Holding the bare ground where the village used to be is "not expedient," so Russian forces withdrew to the hills where they enjoy height advantage, Balitskiy added.

Some context: Much has been made of the strategic importance of Robotyne for Ukraine’s three-month-long southern counteroffensive and the remains of what was a village of 500 before the war continue to be pounded day and night.

Ukrainian efforts are now focused on widening the bridgehead near the village, with fighting near Verbove, a few kilometers to the east, according to Ukrainian sources.

4:39 a.m. ET, September 6, 2023

Top Ukrainian commander reports "difficult" situation on the eastern front

From CNN's Olga Voitovych

A Ukranian soldier takes up a position near Bakhmut, in Ukraine's Donetsk region, on Monday, September 4.
A Ukranian soldier takes up a position near Bakhmut, in Ukraine's Donetsk region, on Monday, September 4. Libkos/AP

Fierce fighting is raging near Bakhmut as Ukrainian forces try to drive entrenched Russian troops out of the hotspot city on the "difficult" eastern front, the commander of Ukraine's ground forces said Wednesday.

Bakhmut was captured by Russian forces in May but Ukrainian forces have made slight progress to the south and northwest of the city in recent weeks.

The overall situation on the eastern front "remains difficult," Col. Gen. Oleksandr Syrskyi said in a statement on Telegram.

“The enemy is not abandoning its plans to reach the borders of Donetsk and Luhansk regions, stubbornly preparing to take revenge and seize the operational initiative,” he said.

Near Kupiansk in northeastern Ukraine, Russia is “finalizing the preparation of assault units and firing at Ukraine’s positions with artillery and mortars on a daily basis,” Syrskyi said.
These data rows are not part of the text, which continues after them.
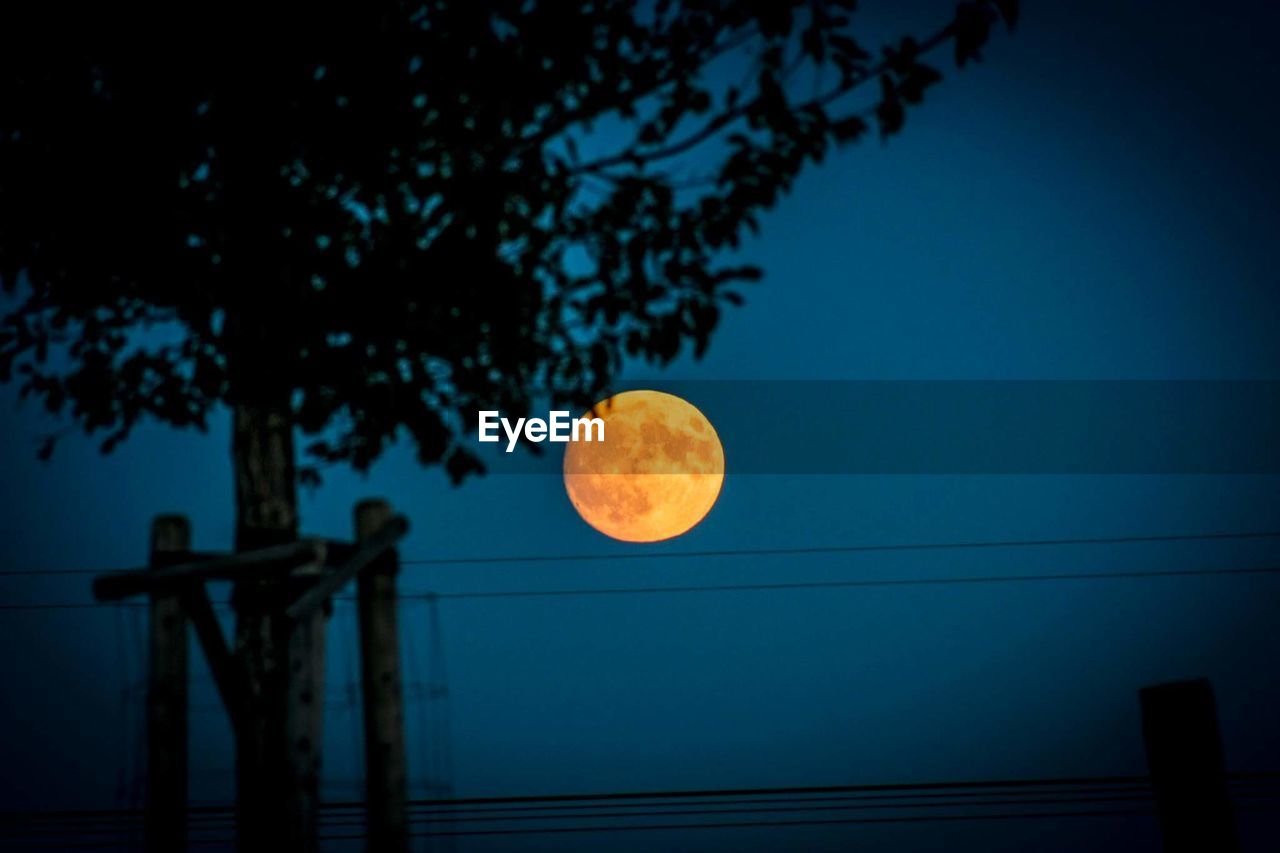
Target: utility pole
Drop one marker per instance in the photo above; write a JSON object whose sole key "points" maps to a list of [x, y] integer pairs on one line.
{"points": [[384, 711], [167, 697], [272, 680], [1188, 772]]}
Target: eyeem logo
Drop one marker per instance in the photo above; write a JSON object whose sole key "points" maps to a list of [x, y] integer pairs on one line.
{"points": [[558, 428]]}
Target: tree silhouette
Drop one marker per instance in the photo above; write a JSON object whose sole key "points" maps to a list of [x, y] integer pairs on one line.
{"points": [[378, 220]]}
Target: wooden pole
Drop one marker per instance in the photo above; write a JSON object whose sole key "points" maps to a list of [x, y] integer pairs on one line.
{"points": [[305, 725], [167, 698], [1188, 772], [384, 710]]}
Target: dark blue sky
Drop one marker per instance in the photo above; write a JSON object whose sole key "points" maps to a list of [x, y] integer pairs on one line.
{"points": [[1098, 200]]}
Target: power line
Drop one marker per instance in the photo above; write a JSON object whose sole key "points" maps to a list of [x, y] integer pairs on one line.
{"points": [[764, 552], [766, 587], [849, 584], [822, 550]]}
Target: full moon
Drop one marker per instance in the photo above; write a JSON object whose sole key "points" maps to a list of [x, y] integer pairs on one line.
{"points": [[657, 473]]}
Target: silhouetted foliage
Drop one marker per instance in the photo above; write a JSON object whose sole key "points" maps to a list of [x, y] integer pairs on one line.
{"points": [[394, 214]]}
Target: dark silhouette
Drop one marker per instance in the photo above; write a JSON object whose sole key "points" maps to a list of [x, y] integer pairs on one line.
{"points": [[380, 219], [1188, 771]]}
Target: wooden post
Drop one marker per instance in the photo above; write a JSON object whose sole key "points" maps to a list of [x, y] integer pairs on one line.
{"points": [[1188, 772], [305, 725], [384, 711], [167, 698]]}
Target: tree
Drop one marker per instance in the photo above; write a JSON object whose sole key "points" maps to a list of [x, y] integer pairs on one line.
{"points": [[375, 220]]}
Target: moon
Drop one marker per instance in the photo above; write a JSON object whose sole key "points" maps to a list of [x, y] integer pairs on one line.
{"points": [[657, 473]]}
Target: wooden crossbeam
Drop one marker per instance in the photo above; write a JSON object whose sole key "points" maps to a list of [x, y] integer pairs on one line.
{"points": [[366, 552], [222, 664], [233, 566]]}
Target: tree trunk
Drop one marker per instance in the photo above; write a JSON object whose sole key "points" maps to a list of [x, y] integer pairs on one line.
{"points": [[266, 515]]}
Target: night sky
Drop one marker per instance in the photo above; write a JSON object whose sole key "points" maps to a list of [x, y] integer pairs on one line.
{"points": [[1097, 200]]}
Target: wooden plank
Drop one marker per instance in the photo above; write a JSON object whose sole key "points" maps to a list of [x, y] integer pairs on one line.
{"points": [[222, 664], [165, 822], [305, 728], [379, 542], [1188, 774], [248, 564], [380, 669]]}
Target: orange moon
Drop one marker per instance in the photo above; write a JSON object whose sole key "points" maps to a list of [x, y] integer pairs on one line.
{"points": [[657, 473]]}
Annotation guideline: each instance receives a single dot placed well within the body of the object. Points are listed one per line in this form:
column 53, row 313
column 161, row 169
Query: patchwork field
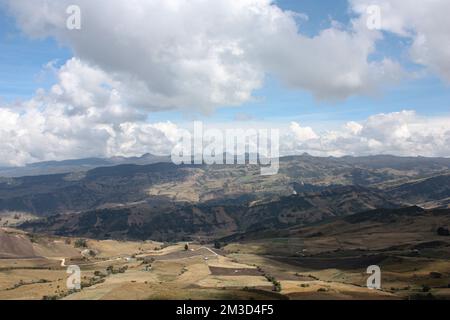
column 247, row 270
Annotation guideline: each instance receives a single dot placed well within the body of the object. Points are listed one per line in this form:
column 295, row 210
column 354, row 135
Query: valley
column 160, row 231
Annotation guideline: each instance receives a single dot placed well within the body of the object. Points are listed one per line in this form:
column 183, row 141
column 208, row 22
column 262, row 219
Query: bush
column 80, row 243
column 443, row 231
column 426, row 288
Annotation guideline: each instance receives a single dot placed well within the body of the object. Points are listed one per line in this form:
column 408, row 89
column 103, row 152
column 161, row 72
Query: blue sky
column 22, row 72
column 132, row 88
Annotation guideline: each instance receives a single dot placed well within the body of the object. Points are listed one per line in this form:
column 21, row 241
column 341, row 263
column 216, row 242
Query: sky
column 136, row 75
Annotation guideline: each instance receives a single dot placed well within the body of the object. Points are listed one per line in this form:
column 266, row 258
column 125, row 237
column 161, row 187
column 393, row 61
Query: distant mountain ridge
column 77, row 165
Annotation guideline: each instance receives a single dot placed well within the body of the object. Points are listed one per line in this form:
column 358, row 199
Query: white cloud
column 194, row 55
column 83, row 115
column 400, row 133
column 426, row 22
column 303, row 133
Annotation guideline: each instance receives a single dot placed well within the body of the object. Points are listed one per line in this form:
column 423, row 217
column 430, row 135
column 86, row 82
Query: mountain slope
column 208, row 221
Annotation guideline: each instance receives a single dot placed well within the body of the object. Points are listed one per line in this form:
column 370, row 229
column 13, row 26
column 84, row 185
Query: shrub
column 80, row 243
column 443, row 231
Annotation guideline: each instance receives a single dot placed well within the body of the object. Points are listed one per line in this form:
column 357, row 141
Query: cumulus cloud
column 134, row 57
column 400, row 133
column 426, row 23
column 82, row 115
column 190, row 54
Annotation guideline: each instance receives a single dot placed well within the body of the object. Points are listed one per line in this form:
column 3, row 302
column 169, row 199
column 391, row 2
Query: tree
column 80, row 243
column 442, row 231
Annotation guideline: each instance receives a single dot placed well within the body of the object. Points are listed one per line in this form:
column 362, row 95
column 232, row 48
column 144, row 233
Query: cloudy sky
column 138, row 72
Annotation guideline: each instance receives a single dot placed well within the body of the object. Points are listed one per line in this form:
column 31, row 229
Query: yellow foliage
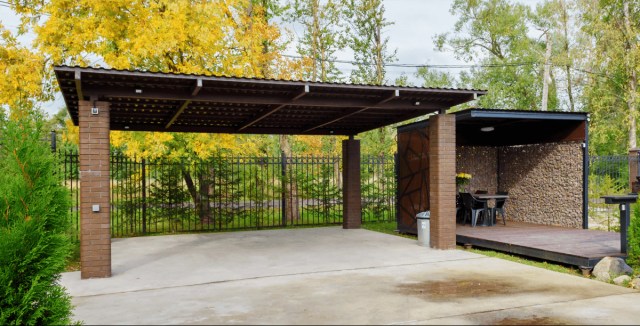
column 224, row 37
column 23, row 72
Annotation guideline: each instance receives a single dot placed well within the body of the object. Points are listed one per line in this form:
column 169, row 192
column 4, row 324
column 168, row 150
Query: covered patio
column 100, row 100
column 539, row 158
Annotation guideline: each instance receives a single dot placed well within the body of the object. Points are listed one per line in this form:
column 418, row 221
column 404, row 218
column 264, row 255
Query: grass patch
column 391, row 228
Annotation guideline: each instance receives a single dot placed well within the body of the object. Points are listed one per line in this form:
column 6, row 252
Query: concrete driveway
column 332, row 276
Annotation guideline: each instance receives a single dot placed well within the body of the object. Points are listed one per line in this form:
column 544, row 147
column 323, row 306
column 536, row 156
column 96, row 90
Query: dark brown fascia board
column 249, row 81
column 125, row 92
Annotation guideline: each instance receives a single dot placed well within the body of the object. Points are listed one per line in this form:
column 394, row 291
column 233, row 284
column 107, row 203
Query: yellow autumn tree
column 223, row 38
column 23, row 73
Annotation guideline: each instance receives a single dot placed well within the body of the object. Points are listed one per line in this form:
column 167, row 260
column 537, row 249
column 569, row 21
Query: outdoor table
column 623, row 201
column 489, row 221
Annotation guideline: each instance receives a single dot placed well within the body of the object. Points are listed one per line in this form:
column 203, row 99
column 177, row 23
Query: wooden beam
column 77, row 76
column 198, row 87
column 333, row 102
column 304, row 92
column 395, row 95
column 185, row 104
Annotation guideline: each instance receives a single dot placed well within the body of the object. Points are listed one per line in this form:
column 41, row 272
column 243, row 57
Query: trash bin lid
column 424, row 215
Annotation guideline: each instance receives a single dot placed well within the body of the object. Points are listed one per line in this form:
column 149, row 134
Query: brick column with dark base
column 95, row 230
column 442, row 178
column 351, row 197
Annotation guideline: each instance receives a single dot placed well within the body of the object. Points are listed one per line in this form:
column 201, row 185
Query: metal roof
column 514, row 127
column 154, row 101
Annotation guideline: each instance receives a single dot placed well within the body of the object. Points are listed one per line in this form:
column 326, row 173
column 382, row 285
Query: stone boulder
column 611, row 267
column 621, row 279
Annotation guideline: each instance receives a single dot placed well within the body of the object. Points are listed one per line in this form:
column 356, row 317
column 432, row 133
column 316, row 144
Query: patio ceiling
column 152, row 101
column 516, row 127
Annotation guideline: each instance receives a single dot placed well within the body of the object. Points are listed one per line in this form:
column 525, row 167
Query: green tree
column 34, row 244
column 613, row 27
column 322, row 37
column 365, row 27
column 494, row 34
column 434, row 78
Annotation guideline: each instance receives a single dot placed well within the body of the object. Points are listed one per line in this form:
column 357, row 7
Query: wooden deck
column 576, row 247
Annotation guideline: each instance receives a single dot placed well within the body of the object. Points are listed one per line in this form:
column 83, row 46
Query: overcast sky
column 415, row 24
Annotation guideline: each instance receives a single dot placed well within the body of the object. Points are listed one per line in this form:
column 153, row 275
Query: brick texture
column 95, row 235
column 351, row 208
column 442, row 170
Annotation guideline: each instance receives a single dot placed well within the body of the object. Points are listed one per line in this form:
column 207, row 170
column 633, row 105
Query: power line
column 415, row 65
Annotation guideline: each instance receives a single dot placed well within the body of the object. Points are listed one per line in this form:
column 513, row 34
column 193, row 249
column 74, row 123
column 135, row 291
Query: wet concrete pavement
column 333, row 276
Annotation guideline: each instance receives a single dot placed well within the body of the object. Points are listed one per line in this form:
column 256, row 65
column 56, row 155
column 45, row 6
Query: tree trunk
column 291, row 203
column 633, row 78
column 200, row 195
column 546, row 78
column 565, row 28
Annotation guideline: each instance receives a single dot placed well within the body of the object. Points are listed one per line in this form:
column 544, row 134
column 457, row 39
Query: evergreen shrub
column 34, row 220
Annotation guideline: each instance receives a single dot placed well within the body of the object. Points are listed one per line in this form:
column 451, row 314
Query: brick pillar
column 634, row 184
column 351, row 197
column 442, row 178
column 95, row 230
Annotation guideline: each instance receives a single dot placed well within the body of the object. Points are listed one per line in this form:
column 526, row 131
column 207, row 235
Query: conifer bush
column 34, row 243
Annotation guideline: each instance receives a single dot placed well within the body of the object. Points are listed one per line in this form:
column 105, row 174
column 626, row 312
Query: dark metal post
column 624, row 225
column 585, row 177
column 283, row 203
column 53, row 141
column 396, row 175
column 144, row 197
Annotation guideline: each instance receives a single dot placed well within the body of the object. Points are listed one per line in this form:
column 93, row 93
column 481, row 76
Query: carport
column 100, row 100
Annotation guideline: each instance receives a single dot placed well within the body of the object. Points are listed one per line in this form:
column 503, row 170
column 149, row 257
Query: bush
column 34, row 219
Russia is also replenishing its troops in the Lyman area, about 25 miles north of Bakhmut, he said.

The Ukrainian military’s main tasks are to hold its positions near Kupiansk and Lyman, and advance on the Bakhmut front, he added.

2:50 a.m. ET, September 6, 2023

Kyiv repels Russian missile attack, officials say

From CNN's Olga Voitovych

Smoke rises in the sky over the city after a Russian missile strike in Kyiv, Ukraine on September 6.
Smoke rises in the sky over the city after a Russian missile strike in Kyiv, Ukraine on September 6. Gleb Garanich/Reuters

Ukraine's air defenses rebuffed a Russian missile attack on Kyiv, Ukrainian officials said Wednesday. 

In a Telegram post, the Kyiv city military administration said all cruise missiles and presumed ballistic missiles fired by Russia were destroyed.

No casualties were reported and fires caused by missile fragments have been extinguished, Ukraine's State Emergency Service said.

1:27 a.m. ET, September 6, 2023

At least 1 killed as Russian drones target Ukraine's Danube ports

From CNN's Olga Voitovych

An agricultural worker was killed and grain infrastructure damaged after Russian drones attacked a Danube River port, a Ukrainian official said Wednesday.

In a Telegram post, Oleh Kiper, chief of the Odesa region military administration, said several settlements were hit in the attack on Izmail district.

Russia has repeatedly targeted Ukrainian shipping infrastructure since it pulled out of the Black Sea grain deal in July. The accord’s collapse pushed up global food prices and fueled fears that the world’s poorest countries would struggle to feed their populations.

Russian President Vladimir Putin met with Turkey's leader Tayyip Erdogan on Monday amid efforts to bring Moscow back into the critical deal, but no major breakthroughs came from the meeting.